Cisco announced on Friday that it’s acquiring Israeli applications-monitoring startup Epsagon at a price pegged at $500 million. The purchase gives Cisco a more modern microservices-focused component for its growing applications-monitoring portfolio.
The Israeli business publication Globes reported it had gotten confirmation from Cisco that the deal was for $500 million, but Cisco would not confirm that price with TechCrunch.
The acquisition comes on top of a couple of other high-profile app-monitoring deals, including AppDynamics, which the company bought in 2018 for $3.7 billion, and ThousandEyes, which it nabbed last year for $1 billion.
With Epsagon, the company is getting a way to monitor more modern applications built with containers and Kubernetes. Epsagon’s value proposition is a solution built from the ground up to monitor these kinds of workloads, giving users tracing and metrics, something that’s not always easy to do given the ephemeral nature of containers.
As Cisco’s Liz Centoni wrote in a blog post announcing the deal, Epsagon adds to the company’s concept of a full-stack offering in their applications-monitoring portfolio. Instead of having a bunch of different applications monitoring tools for different tasks, the company envisions one that works together.
“Cisco’s approach to full-stack observability gives our customers the ability to move beyond just monitoring to a paradigm that delivers shared context across teams and enables our customers to deliver exceptional digital experiences, optimize for cost, security and performance and maximize digital business revenue,” Centoni wrote.
That experience point is particularly important because when an application isn’t working, it isn’t happening in a vacuum. It has a cascading impact across the company, possibly affecting the core business itself and certainly causing customer distress, which could put pressure on customer service to field complaints, and the site reliability team to fix it.
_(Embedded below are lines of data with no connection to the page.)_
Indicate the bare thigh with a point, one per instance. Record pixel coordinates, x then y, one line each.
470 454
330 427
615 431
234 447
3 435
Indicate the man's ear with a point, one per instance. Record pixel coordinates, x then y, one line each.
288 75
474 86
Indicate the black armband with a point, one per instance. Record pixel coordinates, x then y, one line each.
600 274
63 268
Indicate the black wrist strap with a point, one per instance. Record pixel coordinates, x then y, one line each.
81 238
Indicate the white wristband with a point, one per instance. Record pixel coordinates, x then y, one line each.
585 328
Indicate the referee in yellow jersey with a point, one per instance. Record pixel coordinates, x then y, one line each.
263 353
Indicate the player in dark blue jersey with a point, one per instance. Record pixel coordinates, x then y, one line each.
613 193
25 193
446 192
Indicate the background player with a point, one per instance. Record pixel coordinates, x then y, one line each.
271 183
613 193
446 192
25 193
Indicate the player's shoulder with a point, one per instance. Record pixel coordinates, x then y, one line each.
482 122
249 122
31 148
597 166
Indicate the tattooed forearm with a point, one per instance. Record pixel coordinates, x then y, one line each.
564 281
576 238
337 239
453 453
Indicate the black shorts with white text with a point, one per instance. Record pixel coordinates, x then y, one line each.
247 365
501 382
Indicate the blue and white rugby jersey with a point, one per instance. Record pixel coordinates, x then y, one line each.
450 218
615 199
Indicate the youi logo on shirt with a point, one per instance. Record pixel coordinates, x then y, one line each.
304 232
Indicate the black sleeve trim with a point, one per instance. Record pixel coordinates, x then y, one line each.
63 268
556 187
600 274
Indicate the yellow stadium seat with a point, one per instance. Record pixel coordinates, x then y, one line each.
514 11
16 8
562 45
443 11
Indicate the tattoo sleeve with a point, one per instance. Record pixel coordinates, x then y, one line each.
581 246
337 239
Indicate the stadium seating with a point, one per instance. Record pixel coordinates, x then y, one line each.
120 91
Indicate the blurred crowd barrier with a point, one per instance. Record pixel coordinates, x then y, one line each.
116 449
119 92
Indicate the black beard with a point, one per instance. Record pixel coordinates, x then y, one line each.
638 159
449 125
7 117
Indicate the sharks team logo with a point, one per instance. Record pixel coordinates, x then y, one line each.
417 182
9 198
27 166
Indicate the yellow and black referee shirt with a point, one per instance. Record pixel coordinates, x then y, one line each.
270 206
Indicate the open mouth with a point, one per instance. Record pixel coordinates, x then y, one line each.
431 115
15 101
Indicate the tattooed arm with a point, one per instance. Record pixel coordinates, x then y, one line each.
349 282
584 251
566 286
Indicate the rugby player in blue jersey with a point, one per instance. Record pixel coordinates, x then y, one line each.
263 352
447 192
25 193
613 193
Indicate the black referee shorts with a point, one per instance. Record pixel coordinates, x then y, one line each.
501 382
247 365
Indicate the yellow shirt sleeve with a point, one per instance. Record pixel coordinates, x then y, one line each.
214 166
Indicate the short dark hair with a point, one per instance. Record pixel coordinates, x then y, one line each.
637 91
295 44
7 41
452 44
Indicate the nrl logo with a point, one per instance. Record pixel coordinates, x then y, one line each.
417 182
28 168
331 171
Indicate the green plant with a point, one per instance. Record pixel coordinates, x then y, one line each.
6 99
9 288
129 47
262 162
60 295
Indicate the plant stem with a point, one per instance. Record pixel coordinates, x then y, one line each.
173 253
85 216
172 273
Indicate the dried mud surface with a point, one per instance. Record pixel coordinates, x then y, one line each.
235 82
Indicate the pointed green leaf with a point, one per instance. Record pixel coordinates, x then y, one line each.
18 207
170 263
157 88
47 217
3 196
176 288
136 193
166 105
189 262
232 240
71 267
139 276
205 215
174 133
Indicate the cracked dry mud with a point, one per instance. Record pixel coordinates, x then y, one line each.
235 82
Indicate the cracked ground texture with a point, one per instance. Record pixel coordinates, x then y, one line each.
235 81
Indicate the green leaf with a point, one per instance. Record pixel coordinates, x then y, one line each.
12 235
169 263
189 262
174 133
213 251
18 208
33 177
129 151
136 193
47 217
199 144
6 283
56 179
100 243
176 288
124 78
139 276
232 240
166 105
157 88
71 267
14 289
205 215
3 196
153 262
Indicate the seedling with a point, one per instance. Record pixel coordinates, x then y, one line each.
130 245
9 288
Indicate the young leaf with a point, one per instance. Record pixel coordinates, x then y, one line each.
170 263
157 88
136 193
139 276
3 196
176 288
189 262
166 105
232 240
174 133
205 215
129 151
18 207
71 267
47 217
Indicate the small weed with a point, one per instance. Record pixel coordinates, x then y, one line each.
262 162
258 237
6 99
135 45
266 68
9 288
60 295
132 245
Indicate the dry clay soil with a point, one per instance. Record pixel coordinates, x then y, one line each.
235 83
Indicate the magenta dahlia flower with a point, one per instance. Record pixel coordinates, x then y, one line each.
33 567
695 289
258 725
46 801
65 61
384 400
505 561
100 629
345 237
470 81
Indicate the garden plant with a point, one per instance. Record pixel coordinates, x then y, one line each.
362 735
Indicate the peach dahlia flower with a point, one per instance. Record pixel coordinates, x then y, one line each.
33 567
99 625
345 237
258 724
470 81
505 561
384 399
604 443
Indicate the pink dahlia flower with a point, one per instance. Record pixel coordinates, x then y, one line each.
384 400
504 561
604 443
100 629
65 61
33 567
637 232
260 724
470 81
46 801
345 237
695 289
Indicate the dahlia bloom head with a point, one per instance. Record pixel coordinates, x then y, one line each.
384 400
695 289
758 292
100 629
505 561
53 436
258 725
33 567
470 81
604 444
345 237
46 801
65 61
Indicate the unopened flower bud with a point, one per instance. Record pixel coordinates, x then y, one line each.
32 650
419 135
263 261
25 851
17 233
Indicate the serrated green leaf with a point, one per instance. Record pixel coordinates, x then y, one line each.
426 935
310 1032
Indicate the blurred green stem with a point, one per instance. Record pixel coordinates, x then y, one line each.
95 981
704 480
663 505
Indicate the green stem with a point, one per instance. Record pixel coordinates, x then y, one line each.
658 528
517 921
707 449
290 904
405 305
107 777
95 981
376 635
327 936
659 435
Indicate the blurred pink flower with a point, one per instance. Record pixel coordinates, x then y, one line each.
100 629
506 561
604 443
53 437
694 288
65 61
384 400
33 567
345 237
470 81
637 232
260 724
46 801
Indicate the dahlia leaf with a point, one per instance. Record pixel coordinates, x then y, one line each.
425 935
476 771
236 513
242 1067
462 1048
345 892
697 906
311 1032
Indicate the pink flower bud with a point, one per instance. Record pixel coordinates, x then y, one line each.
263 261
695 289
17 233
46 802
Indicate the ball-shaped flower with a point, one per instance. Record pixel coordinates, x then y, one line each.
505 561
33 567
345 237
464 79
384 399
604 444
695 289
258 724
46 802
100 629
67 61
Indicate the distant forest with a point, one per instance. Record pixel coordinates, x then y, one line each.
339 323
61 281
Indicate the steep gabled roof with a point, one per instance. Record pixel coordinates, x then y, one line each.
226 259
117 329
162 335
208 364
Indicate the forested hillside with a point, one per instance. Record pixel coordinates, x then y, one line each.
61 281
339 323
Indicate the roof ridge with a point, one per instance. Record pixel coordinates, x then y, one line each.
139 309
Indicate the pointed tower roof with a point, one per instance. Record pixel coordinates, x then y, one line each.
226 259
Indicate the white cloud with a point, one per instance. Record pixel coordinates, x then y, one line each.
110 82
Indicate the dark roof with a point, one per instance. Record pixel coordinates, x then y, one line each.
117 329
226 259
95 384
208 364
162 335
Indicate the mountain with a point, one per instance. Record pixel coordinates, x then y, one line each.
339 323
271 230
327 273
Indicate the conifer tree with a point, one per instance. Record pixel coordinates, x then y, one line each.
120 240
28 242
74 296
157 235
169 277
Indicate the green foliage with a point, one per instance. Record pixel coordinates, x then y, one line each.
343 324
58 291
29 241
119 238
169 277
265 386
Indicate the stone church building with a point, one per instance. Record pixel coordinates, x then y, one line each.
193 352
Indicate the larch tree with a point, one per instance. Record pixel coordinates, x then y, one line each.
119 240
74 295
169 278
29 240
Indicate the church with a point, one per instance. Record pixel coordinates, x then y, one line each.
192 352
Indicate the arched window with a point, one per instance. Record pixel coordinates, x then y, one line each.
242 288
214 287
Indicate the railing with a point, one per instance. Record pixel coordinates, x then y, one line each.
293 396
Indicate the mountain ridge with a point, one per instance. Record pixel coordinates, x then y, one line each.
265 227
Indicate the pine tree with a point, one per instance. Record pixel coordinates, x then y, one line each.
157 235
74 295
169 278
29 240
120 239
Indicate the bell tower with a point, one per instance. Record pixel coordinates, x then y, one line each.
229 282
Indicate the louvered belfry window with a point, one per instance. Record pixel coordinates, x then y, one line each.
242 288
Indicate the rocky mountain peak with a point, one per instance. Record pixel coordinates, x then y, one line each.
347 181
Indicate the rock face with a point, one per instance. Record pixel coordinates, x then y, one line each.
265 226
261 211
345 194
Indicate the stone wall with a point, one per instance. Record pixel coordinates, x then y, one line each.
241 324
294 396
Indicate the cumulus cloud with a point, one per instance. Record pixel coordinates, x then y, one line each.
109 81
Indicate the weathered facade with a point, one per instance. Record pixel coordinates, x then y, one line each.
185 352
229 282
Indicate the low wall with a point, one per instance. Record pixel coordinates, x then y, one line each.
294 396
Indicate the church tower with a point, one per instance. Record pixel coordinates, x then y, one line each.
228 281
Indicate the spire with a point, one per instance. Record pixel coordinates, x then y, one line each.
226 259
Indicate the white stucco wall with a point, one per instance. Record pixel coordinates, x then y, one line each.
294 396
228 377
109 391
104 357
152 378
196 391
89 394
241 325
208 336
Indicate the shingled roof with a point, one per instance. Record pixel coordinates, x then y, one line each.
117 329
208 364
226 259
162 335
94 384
In the worst case, it could result in customer loss and an injured reputation.
If the application-monitoring system can act as an early warning system, it could help prevent the site or application from going down in the first place, and when it does go down, help track the root cause to get it up and running more quickly.
The challenge here for Cisco is incorporating Epsagon into the existing components of the application-monitoring portfolio and delivering that unified monitoring experience without making it feel like a Frankenstein’s monster of a solution globbed together from the various pieces.
Epsagon launched in 2018 and has raised $30 million. According to a report in the Israeli publication, Calcalist, the company was on the verge of a big Series B round with a valuation in the range of $200 million when it accepted this offer. It certainly seems to have given its early investors a good return. The deal is expected to close later this year.